Le destin de Caïn, qui jalousa son frère au point de le tuer, laisse songeur tout comme l’acte de Cham dévoilant l’intimité de Noé son père, qui d’ailleurs le maudit, interroge (Gn. 9, 25). Enfin, le patriarche Jacob qui vit ses enfants se liguer contre le dernier de la fratrie, Joseph, illustre aussi ces problèmes. Le second livre de Samuel nous livre la rébellion d’Absalom, fils du roi David. Sa violence étonne. 2 Sm 15, 14 : « Levez-vous, fuyons (…) Hâtez-vous de partir, de peur que, se hâtant, il ne nous surprenne, qu’il ne fasse tomber sur nous le malheur… » Son dénouement inquiète. « Et Joab ayant pris en main trois javelots (…) il les enfonça dans le cœur d’Absalom, encore vivant au milieu du térébinthe » (18, 14). Pour finir, les conséquences psychologiques sont redoutables comme le laisse percevoir le récit sacré : « Le roi tremblant d’émotion (…) Mon fils, Absalom ! Que ne suis-je mort à ta place » (19, 1).

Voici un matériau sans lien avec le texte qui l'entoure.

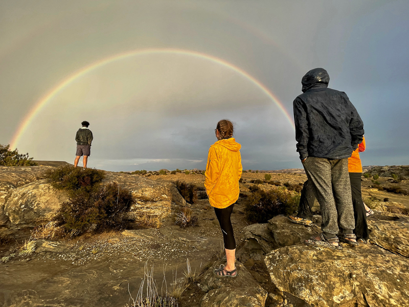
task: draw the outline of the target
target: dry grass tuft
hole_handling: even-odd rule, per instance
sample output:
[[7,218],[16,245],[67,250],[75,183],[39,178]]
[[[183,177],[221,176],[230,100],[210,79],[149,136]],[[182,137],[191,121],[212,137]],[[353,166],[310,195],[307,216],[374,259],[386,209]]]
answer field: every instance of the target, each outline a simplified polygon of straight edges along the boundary
[[21,250],[18,253],[19,255],[25,256],[32,254],[35,251],[35,240],[32,239],[31,238],[26,240],[20,248]]

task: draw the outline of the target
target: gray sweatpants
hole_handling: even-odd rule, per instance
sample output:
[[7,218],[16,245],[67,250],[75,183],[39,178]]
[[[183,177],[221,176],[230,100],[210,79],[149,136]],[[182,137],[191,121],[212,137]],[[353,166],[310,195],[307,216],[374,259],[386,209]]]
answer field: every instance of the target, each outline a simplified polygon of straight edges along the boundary
[[323,234],[328,238],[336,235],[338,223],[343,233],[352,233],[355,220],[348,159],[330,160],[309,157],[303,165],[320,203]]

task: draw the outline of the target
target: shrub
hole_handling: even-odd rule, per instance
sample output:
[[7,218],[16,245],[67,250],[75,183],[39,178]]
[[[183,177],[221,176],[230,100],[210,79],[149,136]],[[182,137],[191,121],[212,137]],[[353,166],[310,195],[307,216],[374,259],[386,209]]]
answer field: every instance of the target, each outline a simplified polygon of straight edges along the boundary
[[197,216],[193,215],[193,211],[188,207],[184,207],[176,214],[175,225],[181,228],[194,226],[197,224]]
[[67,165],[48,171],[46,177],[53,187],[65,190],[72,196],[77,193],[92,191],[96,184],[105,177],[105,172],[95,168],[83,169]]
[[400,186],[393,185],[389,188],[384,188],[388,192],[395,193],[395,194],[403,194],[403,195],[409,195],[409,191],[407,190],[402,189]]
[[300,186],[299,184],[290,183],[288,182],[284,183],[284,186],[287,188],[288,191],[295,191],[299,193],[301,192],[303,189],[302,186]]
[[196,202],[197,200],[197,187],[195,185],[179,180],[175,181],[173,183],[185,200],[189,204]]
[[266,223],[279,214],[292,214],[297,211],[300,196],[282,188],[268,191],[256,190],[248,198],[247,218],[252,223]]
[[380,205],[379,200],[372,195],[370,195],[369,197],[363,199],[363,200],[365,205],[371,209],[376,209]]
[[56,220],[66,229],[79,233],[121,230],[127,226],[126,212],[133,202],[130,191],[109,183],[91,193],[77,193],[61,205]]
[[32,166],[37,163],[29,158],[29,154],[25,155],[18,153],[17,148],[10,150],[10,145],[0,144],[0,166]]

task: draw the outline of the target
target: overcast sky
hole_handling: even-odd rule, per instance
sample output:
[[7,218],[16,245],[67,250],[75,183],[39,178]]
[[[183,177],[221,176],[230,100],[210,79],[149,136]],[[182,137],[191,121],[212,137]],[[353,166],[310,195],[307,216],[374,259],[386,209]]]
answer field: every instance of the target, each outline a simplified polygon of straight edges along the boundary
[[[276,96],[291,116],[308,70],[323,67],[364,122],[362,163],[409,164],[409,2],[268,0],[0,2],[0,144],[76,72],[146,48],[218,58]],[[94,135],[88,166],[204,169],[218,120],[236,123],[245,169],[301,168],[283,112],[225,65],[174,53],[129,56],[57,92],[24,130],[19,152],[75,158],[77,130]]]

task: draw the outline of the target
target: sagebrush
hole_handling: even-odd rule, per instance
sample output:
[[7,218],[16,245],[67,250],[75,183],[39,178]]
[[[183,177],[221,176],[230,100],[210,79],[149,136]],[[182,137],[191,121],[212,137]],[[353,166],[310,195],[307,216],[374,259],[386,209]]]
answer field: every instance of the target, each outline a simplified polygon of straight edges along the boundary
[[252,223],[267,223],[276,215],[293,214],[300,203],[301,194],[284,188],[264,191],[254,187],[246,205],[247,220]]
[[0,166],[32,166],[37,165],[29,154],[19,154],[17,148],[10,150],[10,145],[0,144]]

Les deux fils du grand prêtre Héli soulignent d’autres déboires éducatifs tout aussi douloureux car au dire de la Bible : « Ils étaient des hommes de Bélial ». Ces garçons attiraient le mépris sur les offrandes de Yahweh, lit-on dans le livre de Samuel au ch. 4, leur sort sera terrible ! Ophni et Phinées périrent donc au cours d’une bataille. Quant à leur père, à l’annonce du désastre qui frappait autant sa famille que le peuple Israélite – puisque l’Arche d’Alliance fut saisie par l’ennemi – il tomba à la renverse de son siège et se rompit la nuque !

L’histoire que Jésus mit en scène ne facilite pas l’optimisme éducatif. Un homme avait deux fils (Lc 15, 11). « Donne-moi la part de biens qui doit me revenir… » dit le plus jeune à son père avant de partir pour toujours, pensait-il ! Les familles, celles d’hier comme celles d’aujourd’hui, portent le poids de la fatale faute originelle ! La suite ouvre heureusement des perspectives : « Comme il était encore loin, son père le vit ; et, touché de compassion, il courut, se jeta à son cou (…) Mon fils que voici était mort, et il est revenu à la vie ; il était perdu, et il a été retrouvé ». Depuis toujours, l’espoir et les bons exemples sont de puissants remèdes éducatifs.